Evening Standard

What a shame this miner left OAPs in a hole

- Jim Armitage COMMENT @ArmitageJi­m

THE board of Sirius Minerals is distinctly sheepish in its statement accepting today’s takeover by Anglo American. And, given that 85,000 retail investors were suckered into buying shares in their super-high-risk mine developmen­t in the North York Moors, so they should be.

Many were naive locals wanting to support a potential lifeline for the local economy. People like Nigel Howard, a 76-year-old who cashed in his £30,000 pension and put the lot into Sirius when the shares were 24p. Today, the board accepted an offer at their true value, 5.5p.

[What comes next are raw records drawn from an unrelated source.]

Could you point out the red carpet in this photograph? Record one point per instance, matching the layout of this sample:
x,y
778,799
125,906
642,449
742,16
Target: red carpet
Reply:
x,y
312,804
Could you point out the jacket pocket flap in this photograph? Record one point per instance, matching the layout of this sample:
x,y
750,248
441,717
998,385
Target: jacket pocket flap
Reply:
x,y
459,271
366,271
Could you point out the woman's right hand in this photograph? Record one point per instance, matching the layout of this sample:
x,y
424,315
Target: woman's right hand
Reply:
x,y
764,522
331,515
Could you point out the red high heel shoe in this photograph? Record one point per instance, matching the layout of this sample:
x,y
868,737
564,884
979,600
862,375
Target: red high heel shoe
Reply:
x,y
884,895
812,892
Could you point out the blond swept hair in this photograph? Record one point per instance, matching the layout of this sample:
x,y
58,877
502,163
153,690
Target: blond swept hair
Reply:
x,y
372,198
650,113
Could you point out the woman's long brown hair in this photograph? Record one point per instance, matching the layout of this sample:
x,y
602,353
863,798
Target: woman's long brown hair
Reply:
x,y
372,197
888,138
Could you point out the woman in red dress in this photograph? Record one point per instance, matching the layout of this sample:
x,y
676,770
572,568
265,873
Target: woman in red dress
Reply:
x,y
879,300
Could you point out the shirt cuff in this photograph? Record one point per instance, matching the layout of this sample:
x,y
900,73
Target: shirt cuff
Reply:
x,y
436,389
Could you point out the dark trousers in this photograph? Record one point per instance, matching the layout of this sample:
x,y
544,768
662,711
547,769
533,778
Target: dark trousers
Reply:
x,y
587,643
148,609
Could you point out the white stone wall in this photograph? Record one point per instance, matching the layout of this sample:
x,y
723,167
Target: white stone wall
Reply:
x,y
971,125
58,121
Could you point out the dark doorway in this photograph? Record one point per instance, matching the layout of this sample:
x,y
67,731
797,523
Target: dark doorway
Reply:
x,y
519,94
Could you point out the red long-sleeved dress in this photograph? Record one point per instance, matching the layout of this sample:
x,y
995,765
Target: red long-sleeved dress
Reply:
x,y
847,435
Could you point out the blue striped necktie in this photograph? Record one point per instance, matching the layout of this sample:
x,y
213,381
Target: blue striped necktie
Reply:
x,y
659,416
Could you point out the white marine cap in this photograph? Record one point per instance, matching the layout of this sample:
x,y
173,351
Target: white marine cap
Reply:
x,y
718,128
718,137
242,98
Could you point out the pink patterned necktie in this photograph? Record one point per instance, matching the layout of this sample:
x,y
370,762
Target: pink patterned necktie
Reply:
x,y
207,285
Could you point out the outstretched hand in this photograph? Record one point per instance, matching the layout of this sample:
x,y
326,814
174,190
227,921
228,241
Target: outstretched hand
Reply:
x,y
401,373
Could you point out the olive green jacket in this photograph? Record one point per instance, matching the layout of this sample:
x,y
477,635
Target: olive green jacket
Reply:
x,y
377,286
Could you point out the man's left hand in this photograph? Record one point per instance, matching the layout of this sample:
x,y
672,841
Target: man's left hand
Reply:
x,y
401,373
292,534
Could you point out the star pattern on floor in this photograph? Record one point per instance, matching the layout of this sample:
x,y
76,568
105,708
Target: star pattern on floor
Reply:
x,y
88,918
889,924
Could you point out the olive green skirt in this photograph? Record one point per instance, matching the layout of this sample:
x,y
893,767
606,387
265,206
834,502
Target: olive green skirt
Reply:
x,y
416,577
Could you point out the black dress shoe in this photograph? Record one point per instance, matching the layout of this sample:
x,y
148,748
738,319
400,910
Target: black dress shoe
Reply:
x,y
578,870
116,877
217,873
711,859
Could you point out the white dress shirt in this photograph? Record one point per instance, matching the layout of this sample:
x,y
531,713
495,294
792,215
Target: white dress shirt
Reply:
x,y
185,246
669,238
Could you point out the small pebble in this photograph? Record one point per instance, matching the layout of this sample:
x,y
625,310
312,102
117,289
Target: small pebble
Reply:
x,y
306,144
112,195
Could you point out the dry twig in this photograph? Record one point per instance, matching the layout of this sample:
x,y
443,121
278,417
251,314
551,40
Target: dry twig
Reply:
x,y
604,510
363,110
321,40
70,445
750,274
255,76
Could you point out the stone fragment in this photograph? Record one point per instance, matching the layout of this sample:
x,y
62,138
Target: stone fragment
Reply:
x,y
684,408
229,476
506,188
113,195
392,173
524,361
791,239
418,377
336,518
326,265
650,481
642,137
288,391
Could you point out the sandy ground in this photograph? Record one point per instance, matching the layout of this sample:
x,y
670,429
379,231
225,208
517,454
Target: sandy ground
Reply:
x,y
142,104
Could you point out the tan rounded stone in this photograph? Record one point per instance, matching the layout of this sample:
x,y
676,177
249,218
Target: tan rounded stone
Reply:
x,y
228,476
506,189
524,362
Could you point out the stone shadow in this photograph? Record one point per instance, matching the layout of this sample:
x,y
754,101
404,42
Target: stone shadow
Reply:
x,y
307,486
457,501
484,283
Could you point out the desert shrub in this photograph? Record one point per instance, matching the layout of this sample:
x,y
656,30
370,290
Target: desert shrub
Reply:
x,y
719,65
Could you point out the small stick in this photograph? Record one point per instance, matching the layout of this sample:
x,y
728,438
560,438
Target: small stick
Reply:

The truth is, this £4 billion project should never have been a standalone public company, whatever its advisers and brokers, JPMorgan, Lazard, Liberum and Shore Capital, said. Depending heavily on winning state subsidies which always looked unlikely, it failed to attract the institutio­nal investors who recognised the huge risks.

Chief executive Chris Fraser (paid nearly £1 million last year) blamed the City for not supporting him. In fact, institutio­nal investors got this one right, protecting pension funds from losses.

The silver lining, and it is a significan­t one, is that the mine will now go ahead under the expert stewardshi­p of a worldclass producer.

This will create thousands of jobs in an area with one of the highest rates of unemployme­nt in the country.

Anglo is big enough to take the investment risks and has the marketing clout to make it a financial success. But what a shame so many pensioners had to suffer to get here.